Иван Грозный, стоявший над средой, пишет свои письма на живом языке. Но Курбский, принадлежавший к княжеской оппозиции, человек по тому времени высоко образованный и изысканный, отвечает царю "высоким стилем". Строй его речи церковно-книжный, уснащенный греческими, латинскими, польскими словами.

После Смутного времени, когда откристаллизовался чиновничье-дворянский класс и усилилась трещина между народной и придворной Москвой, - литературный язык приобретает еще большую условность. Даже начертания букв становятся изысканно-витиеватыми, как бы возможными только для чтения высокородного сословия.

В то же время народ творит свою изустную литературу. Это - песни, разработки древних сказок, обрядовые песни, заговоры, животный эпос, анекдоты сатирического и иногда скабрезного содержания. Народ идет путем истинного искусства: экономия материала; обращение со словом, как с вещью, а не как с понятием о вещи, - то есть образность, точность, динамика синтаксиса и т. д.

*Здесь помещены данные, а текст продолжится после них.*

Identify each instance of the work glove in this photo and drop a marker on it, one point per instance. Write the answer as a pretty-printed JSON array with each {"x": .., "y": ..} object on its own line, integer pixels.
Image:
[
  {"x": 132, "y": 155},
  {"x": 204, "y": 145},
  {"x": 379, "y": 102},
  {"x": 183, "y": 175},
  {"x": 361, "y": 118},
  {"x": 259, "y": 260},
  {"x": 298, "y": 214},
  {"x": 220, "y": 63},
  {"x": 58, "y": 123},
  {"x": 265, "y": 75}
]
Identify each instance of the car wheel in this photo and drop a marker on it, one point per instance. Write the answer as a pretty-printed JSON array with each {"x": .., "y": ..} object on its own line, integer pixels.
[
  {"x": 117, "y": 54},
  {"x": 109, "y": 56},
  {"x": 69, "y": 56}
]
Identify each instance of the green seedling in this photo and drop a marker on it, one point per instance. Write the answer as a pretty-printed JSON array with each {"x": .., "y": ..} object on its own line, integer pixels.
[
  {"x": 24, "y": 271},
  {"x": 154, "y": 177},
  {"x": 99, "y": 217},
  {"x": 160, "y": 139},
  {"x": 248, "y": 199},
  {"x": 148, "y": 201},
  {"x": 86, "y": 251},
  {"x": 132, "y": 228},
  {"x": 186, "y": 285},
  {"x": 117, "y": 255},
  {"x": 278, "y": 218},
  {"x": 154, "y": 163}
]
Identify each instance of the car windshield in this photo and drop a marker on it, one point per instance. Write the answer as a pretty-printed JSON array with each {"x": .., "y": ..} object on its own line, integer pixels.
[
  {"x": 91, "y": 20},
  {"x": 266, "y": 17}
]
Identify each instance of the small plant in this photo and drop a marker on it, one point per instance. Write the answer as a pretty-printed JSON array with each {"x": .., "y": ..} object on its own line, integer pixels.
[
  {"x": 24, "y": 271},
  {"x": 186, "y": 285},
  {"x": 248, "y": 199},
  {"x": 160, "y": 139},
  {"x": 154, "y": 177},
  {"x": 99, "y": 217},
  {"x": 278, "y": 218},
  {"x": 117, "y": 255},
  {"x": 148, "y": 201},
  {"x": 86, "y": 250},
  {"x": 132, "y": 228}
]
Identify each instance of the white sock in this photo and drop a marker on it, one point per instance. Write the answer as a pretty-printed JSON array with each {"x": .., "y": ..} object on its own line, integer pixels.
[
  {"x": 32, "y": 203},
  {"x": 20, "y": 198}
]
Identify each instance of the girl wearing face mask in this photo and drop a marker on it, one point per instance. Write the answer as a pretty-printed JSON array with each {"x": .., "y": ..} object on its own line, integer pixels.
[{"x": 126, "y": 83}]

Переворот Петра I сломал лишь внешние формы письменной литературы, но дух ее остался, - она продолжала развиваться вне широких масс в сторону от них, в пустоту. За весь XVIII век литературный язык переваривает хаос иностранных слов, внесенных в начале века, и вырождается в служебно-придворное славословие. Даже огромный талант Державина не мог преодолеть этой инерции.

Пушкин первый производит революцию словесности. Он ломает четыре столетия и врывается своим гением в стихию народного языка. Но социально-политические условия не дали возможности полностью утвердиться этой литературной революции. С 50-х годов начинается литературная контрреволюция, - возврат к 400-летним традициям. Пушкин не мог в то время стать достоянием масс и быть ими поддержан. Литература снова погружается в дворянско-чиновничью и затем в интеллигентскую среду. Литературный язык стремится к "гладкости", к "приятности", европейскому синтаксису. Даже так называемый "русский" язык Тургенева в иных его вещах не что иное, как перелицовка по-русски французской литературной речи.

Гений Достоевского, Толстого с мучением преодолевает эту не русскую, не народную стихию. У Салтыкова-Щедрина есть несколько вещей, которые сейчас почти непонятны, - настолько они уснащены иностранными словами и так чужд их словесный строй.

Литература XX века в лице символистов открыто, канонически утверждает французский строй речи. Перед войной происходит бурное гниение литературного языка. На этом дымящемся навозе возникают литературные секты, вплоть до "ничевоков".